There are more patented foods at the Mayflower Hotel banquet, such as "telegraph soup" made of macaroni "dotted line" instead of alphabet letters. This time, the beverage in the advertisement is Joshua T. Smith's "snake bite therapy" (obtained U.S. patent numbers 379 183 and 1888), and it is changed into a mixture of whisky and port wine instead of the original patented formula of alcohol, gallbladder and rattlesnake grass, alum and iodine.
General Motors chemical engineer Thomas Migueli Jr. (1889- 1944), Science Service physics editor Robert Porter (1905- 1978) and General Motors CEO Charles Franklin Kettering (1876). (fremont Davies, Smithsonian Institution Archives, picture number: SIA2010-192)1940 In the spring, the cloud of war was spreading all over the world.
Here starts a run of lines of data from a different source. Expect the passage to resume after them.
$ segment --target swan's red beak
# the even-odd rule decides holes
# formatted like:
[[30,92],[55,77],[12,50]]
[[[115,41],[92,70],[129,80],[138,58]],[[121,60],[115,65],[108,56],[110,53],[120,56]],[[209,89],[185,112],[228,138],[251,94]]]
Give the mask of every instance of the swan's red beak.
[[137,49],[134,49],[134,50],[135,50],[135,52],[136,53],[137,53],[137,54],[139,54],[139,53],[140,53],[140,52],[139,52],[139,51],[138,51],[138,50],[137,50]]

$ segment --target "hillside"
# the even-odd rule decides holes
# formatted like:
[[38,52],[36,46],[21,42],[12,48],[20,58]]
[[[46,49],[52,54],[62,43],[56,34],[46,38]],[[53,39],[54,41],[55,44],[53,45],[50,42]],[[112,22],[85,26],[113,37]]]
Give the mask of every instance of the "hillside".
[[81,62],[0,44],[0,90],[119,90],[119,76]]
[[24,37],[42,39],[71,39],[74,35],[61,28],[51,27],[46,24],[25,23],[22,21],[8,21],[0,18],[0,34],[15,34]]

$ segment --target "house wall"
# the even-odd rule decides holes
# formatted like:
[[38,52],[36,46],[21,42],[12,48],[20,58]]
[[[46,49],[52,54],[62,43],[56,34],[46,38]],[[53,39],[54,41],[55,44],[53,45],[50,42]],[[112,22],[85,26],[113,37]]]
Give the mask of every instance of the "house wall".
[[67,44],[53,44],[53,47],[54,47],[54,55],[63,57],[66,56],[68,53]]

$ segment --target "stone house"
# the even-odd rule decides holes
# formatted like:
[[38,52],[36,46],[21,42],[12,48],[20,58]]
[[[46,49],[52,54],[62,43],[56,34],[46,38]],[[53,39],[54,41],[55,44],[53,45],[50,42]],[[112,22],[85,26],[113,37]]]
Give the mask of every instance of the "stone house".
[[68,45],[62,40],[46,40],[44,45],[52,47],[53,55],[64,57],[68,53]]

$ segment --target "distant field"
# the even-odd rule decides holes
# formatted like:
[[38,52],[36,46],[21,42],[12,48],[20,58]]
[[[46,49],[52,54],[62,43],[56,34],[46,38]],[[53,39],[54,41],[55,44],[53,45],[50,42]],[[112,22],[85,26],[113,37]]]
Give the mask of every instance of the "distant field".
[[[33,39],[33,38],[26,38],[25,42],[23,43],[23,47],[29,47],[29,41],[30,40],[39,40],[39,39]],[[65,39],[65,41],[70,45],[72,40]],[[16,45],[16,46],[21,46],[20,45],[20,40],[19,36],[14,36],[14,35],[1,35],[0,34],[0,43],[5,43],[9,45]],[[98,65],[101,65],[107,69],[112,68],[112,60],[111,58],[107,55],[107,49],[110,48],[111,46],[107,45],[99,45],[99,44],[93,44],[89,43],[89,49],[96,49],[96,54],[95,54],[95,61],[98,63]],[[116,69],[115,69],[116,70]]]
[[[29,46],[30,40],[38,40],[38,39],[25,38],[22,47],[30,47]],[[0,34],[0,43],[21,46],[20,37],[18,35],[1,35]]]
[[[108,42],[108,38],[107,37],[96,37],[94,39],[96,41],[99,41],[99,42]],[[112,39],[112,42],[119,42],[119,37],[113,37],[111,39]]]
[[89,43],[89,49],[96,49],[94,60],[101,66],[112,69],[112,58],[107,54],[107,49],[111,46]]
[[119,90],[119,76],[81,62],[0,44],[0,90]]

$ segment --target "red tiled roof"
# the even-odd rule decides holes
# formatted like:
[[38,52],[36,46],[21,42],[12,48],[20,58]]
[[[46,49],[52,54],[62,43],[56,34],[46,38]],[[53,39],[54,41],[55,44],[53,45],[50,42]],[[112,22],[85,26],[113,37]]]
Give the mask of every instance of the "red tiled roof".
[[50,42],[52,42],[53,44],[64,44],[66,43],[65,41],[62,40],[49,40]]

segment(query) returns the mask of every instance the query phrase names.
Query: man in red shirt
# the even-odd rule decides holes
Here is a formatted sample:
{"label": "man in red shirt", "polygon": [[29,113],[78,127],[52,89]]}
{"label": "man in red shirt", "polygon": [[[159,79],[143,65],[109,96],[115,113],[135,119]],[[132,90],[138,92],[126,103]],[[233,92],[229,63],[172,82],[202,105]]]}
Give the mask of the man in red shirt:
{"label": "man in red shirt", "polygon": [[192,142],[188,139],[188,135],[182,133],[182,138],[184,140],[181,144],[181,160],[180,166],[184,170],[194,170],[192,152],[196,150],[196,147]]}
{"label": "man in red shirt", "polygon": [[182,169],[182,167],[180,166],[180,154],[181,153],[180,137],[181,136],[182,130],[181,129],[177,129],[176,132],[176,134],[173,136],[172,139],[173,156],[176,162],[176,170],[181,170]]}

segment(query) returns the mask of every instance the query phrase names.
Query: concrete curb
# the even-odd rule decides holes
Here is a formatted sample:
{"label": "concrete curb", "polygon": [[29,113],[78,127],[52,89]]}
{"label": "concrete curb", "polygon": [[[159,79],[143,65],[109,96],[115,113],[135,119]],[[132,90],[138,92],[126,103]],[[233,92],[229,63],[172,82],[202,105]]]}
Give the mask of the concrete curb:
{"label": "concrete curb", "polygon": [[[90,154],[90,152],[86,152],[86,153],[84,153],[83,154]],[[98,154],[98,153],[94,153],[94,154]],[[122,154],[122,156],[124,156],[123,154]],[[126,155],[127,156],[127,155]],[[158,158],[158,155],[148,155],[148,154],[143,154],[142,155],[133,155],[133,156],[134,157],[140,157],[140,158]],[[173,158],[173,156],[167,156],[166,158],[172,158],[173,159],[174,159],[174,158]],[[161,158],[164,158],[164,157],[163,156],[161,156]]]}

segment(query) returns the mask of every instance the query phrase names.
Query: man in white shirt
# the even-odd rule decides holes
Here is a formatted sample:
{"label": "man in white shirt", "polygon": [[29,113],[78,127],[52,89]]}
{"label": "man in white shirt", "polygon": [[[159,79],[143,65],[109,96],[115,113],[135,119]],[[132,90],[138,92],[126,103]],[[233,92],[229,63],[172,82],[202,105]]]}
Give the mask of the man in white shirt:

Davis and his boxing gloves held a week-long "invention parade" exhibition in the auditorium of the US Department of Commerce, and hosted a banquet for a company. More than 40,000 visitors saw historical relics (such as abraham lincoln's handwritten patent applications and models), including the Smithsonian's collection of 300 items and consumer goods (the razor display includes a "beard mirror" showing the growth of chin and beard), but most of the exhibitions involved industrial productivity and military potential. For example, Glenn L. Martin provided the nose part of the 167-F bomber, and in the same year, Watson Davis devoted himself to his scientific photo parade. In that book and exhibition manual, he tried to use an optimistic tone. However, the scientific parade is moving along a new route. By the summer of 1940, Kettering, Davis and other members of the National Inventors Committee were ordered to collect examples of private inventions and try to guide useful ideas for the coming war.
A version of this article first appeared in "General Situation" and was published by the Smithsonian Institution Archives.